Swiss private bank Julius Baer has announced that it will cut 2% of its headcount by the end of 2019, in order to bring its spendings under control.
Julius Baer will lower expenses by CHF100m by further enhancing market focus and related prioritisation of resource allocation; leveraging automation and digitalisation; and applying stricter performance management.
The bank reported that its full year 2018 IFRS net profit attributable to shareholders grew by 4% to CHF735m and IFRS earnings per share rose by 4% to CHF3.37. Adjusted net profit for the Group increased slightly to CHF810m from CHF806m. Adjusted EPS attributable to shareholders was up 2% to CHF3.72.
Bernhard Hodler, chief executive officer said: "Julius Baer ended 2018 with stable profit and robust net new money growth − and we did so in an environment that was challenging for the entire industry. We continue to make strategic growth investments, and have initiated a structural cost reduction programme to absorb revenue fluctuations from potential market headwinds over the short to medium term."

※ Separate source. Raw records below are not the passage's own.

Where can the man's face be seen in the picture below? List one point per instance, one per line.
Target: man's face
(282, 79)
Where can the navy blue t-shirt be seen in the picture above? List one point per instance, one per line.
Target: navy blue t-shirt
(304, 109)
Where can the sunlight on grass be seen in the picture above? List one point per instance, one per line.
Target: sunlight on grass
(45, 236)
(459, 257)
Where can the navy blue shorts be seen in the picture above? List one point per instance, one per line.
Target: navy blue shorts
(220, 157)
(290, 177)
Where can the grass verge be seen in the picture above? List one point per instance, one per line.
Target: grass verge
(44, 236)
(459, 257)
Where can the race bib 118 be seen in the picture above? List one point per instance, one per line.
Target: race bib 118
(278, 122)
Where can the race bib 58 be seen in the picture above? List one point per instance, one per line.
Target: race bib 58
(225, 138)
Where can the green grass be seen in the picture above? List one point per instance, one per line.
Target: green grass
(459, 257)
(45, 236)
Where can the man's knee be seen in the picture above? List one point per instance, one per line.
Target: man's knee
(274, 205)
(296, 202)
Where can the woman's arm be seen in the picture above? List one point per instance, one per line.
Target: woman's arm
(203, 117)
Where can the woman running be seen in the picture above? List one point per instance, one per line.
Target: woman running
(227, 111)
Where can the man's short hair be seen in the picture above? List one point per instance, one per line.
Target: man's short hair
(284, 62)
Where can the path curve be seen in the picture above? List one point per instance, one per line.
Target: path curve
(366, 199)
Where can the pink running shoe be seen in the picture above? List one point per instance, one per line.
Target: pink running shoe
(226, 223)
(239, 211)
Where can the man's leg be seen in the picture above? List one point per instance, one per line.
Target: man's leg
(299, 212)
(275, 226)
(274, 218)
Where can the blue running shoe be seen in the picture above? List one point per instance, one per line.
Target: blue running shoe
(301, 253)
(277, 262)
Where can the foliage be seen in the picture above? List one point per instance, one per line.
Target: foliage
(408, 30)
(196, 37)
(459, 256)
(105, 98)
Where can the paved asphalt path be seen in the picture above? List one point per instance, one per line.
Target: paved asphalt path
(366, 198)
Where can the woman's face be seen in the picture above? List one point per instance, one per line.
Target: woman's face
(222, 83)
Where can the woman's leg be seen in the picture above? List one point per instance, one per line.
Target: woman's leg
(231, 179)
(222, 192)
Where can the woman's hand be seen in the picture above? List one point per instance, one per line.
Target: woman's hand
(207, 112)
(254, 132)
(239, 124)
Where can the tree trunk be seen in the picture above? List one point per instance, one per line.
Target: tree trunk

"Our updated financial targets underscore our long-term ambition to pursue sustainable and profitable growth, and to deliver attractive capital returns to our shareholders. We will follow a clear strategy centered on smarter market coverage, holistic and personalised advice, and technology transformation, aiming above all to enhance client experience, improve efficiency and increase revenues", he added.

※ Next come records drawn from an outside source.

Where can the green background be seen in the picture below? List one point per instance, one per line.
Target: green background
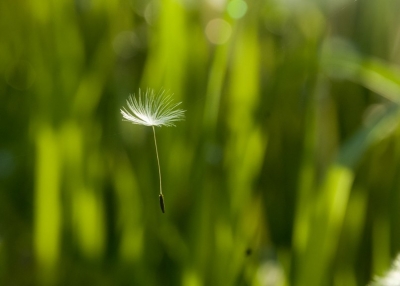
(286, 170)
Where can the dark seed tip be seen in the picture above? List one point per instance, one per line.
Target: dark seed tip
(162, 203)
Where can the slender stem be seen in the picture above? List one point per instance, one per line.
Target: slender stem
(158, 160)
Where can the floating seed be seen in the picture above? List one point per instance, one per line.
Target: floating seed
(162, 203)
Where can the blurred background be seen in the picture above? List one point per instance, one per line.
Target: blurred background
(286, 170)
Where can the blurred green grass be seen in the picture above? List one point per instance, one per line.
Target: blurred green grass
(285, 172)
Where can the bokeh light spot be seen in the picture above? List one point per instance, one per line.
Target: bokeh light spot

The group's Assets under management was declined by 2%, or CHF6bn, to CHF382bn. AuM were supported by net new money of CHF17bn and a net acquisition impact of CHF3bn.

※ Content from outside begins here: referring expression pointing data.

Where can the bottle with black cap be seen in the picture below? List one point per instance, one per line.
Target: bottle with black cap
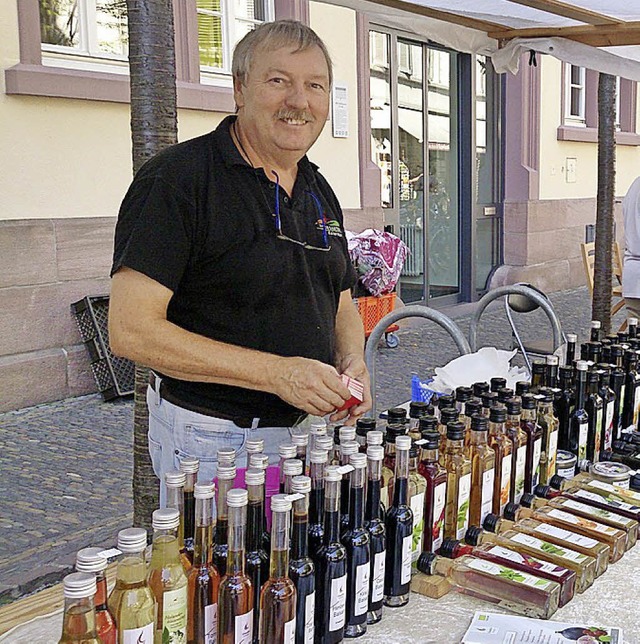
(458, 468)
(521, 592)
(483, 462)
(501, 445)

However, these positive contributions were more than offset by negative market performance of CHF22bn, following the sharp decline in global stock markets in the second half of 2018, and a negative currency impact of CHF5bn, driven mainly by the decline in the euro.
Operating income rose to CHF 3,368m. With an increase of 4%, it grew less than monthly average AuM (up 9% to CHF 394bn), resulting in a decline of 4 bp in the gross margin to 86 bp.
Adjusted cost/income ratio was at 70.6% and pre-tax margin at 25 bp - both impacted by weaker gross margin and additional legal and restructuring expense items. BIS CET1 capital ratio 12.8% and BIS total capital ratio 18.7%, well above minimum regulatory requirements and Group's own floors.
The Board of Directors of Julius Baer will also propose an ordinary dividend of CHF 1.50 per share for the financial year 2018, representing the fifth consecutive increase and a rise of 7% from 2017.